As concerns have been raised regarding the potential of MPs to cause a mechanical obstruction of the digestive tract in zooplankters [27], we hypothesized that the ingestion of irregular SMPs would result in longer GPT. Both primary and secondary plastic particles were however evacuated within previously reported time ranges for spherical plastic particles and algae (c.f. [63,64]). However, in addition to the differences in aggregate formation, the primary and secondary MPs were significantly different in their evacuation rate from the gut. Moreover, a change in the proportion of MP in the feeding suspension caused an opposite response in the evacuation rate between SMPs and PMPs. When the proportion of MPs in the feeding suspension was low, the SMPs were evacuated faster than the PMPs. However, when this proportion—but also the total particle count in the suspension—increased 3-fold, the opposite was observed (S6 Table). For the PMPs, the increased evacuation at higher proportion of plastics in the media could be explained by the relatively higher contribution of non-digestible particles in the feeding suspension which has been shown to increase evacuation rate in daphnids [65]. Alternatively, this response can be driven by the increase in the total particle abundance and corresponding increase in gut evacuation as shown for normal daphnia feeding response to increased algal abundance [63,66]. The opposite pattern seen in the SMP treatment does however indicate other mechanisms at play. In fact, decreased evacuation at higher plastic contribution was observed in concert with the higher proportion of SMP aggregates in the guts, suggesting that the ingestion of such aggregates or MP agglomeration in the digestive tract slows down their egestion. Even though we could not detect obstruction of the digestive tract by SMPs, we did observe a clear negative effect on evacuation rate which also was reflected in negative fitness responses different from both spherical MPs and natural kaolin.

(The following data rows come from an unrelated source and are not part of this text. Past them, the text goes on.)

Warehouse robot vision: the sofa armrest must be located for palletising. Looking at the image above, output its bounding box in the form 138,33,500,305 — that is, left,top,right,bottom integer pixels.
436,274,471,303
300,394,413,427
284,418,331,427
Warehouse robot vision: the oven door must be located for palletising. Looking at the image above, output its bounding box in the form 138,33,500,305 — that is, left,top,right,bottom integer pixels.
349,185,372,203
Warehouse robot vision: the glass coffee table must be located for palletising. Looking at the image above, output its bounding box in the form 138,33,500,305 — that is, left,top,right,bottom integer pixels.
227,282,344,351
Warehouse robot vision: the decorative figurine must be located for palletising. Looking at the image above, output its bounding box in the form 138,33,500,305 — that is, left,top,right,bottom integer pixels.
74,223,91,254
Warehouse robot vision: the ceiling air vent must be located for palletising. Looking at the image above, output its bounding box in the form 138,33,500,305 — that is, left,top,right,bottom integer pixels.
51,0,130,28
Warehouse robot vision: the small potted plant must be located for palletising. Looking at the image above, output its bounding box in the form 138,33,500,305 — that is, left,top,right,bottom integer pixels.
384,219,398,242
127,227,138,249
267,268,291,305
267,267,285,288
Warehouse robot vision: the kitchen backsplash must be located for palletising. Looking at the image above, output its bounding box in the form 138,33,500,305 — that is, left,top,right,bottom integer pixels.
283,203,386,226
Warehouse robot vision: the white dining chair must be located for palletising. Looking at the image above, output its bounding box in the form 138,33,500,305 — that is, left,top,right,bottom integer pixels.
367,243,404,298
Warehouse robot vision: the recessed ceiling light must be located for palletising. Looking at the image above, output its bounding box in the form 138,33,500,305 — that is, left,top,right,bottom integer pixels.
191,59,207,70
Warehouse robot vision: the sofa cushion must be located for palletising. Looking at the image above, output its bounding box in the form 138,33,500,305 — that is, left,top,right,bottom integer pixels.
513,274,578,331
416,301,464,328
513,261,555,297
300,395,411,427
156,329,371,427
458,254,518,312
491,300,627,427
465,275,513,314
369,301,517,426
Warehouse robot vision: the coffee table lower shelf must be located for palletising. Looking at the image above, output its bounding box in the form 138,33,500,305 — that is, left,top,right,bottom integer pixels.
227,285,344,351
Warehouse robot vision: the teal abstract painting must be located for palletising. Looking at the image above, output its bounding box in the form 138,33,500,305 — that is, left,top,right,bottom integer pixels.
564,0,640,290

4.4 No maternal effects on food intake, survival and birth size

Maternal effects have been observed by, for example, Garbutt and Little [13] who found reduced clearance rates over the course of a 24 h experiment in offspring born by food limited mothers. Also, Gliwicz and Guisande [12] observed survival time during starvation to be conditional on the feeding history of the mothers, i.e. increased neonate survival if their mothers were exposed to low food levels. The F₁ females in our study were all reared under food limited conditions and the addition of MPs and kaolin further increased this stress, which was expressed by decreased growth, fecundity and survival; especially at the highest SMP concentration. However, contrary to our expectations, no significant differences in feeding rate, birth size or survival were detected in neonates born by females exposed to MPs and kaolin.